Family doctors' views on assisted dying are shifting

A new survey of Canadian family doctors is the latest sign that physicians' attitudes on assisted dying are undergoing a sea change.

This year, the College of Family Physicians of Canada polled its membership on a number of issues related to end-of-life choice. The results of the survey suggest that Canada’s medical community, which has historically been cool to the idea of assisted death, has begun to embrace physician assisted dying as a viable, compassionate treatment for patients facing intolerable, incurable suffering.

When asked whether they support the Supreme Court of Canada’s decision to decriminalize medically assisted death, 58 per cent of the respondents said yes, while another 13 per cent said they didn’t know enough about the judgment to give an informed answer. One third said they did not agree with the Supreme Court’s decision.

Compare these numbers with a 2014 poll by the Canadian Medical Association, which found that only about 45 per cent of its membership was in favour of legalizing physician assisted death.

The CFDC survey also asked whether doctors “competent, consenting dying patient end his/her own life if requested.
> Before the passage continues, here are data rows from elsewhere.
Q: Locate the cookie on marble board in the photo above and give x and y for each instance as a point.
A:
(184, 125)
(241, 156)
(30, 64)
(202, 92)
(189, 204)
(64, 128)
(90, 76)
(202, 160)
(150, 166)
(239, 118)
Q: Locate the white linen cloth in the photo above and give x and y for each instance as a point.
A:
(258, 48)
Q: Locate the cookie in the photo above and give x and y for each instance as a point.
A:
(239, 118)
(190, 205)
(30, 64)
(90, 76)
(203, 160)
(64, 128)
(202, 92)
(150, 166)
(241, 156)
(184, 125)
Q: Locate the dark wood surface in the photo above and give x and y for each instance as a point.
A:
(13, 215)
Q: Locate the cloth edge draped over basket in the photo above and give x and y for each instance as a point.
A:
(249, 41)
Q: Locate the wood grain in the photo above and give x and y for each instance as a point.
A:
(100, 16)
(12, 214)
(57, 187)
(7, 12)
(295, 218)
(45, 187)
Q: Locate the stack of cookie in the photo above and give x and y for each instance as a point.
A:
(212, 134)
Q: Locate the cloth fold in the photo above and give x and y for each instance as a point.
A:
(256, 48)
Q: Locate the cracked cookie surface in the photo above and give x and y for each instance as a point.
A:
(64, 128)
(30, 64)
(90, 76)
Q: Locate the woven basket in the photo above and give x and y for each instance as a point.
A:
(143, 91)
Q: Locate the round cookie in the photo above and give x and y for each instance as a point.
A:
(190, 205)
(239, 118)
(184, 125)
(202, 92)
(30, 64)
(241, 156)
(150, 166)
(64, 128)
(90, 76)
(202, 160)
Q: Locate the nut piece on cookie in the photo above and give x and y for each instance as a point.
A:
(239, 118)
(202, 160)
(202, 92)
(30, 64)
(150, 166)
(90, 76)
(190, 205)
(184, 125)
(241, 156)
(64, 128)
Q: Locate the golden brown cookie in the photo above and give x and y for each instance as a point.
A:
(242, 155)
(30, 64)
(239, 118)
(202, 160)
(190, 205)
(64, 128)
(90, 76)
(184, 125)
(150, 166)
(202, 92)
Fifty-three per cent said they would assist “if appropriate and rigorous checks and balances are in place, and another 12 per cent responded “Yes, it’s the patient’s choice.” One third said they would not participate under any circumstances.

The sample size of survey is small. Only 372 doctors filled out the online survey, so the results aren’t necessarily representative of the College’s 30,000-plus members. However, these numbers, and the Canadian Medical Association’s recent about-face on assisted dying, suggest that a meaningful paradigm shift is well underway.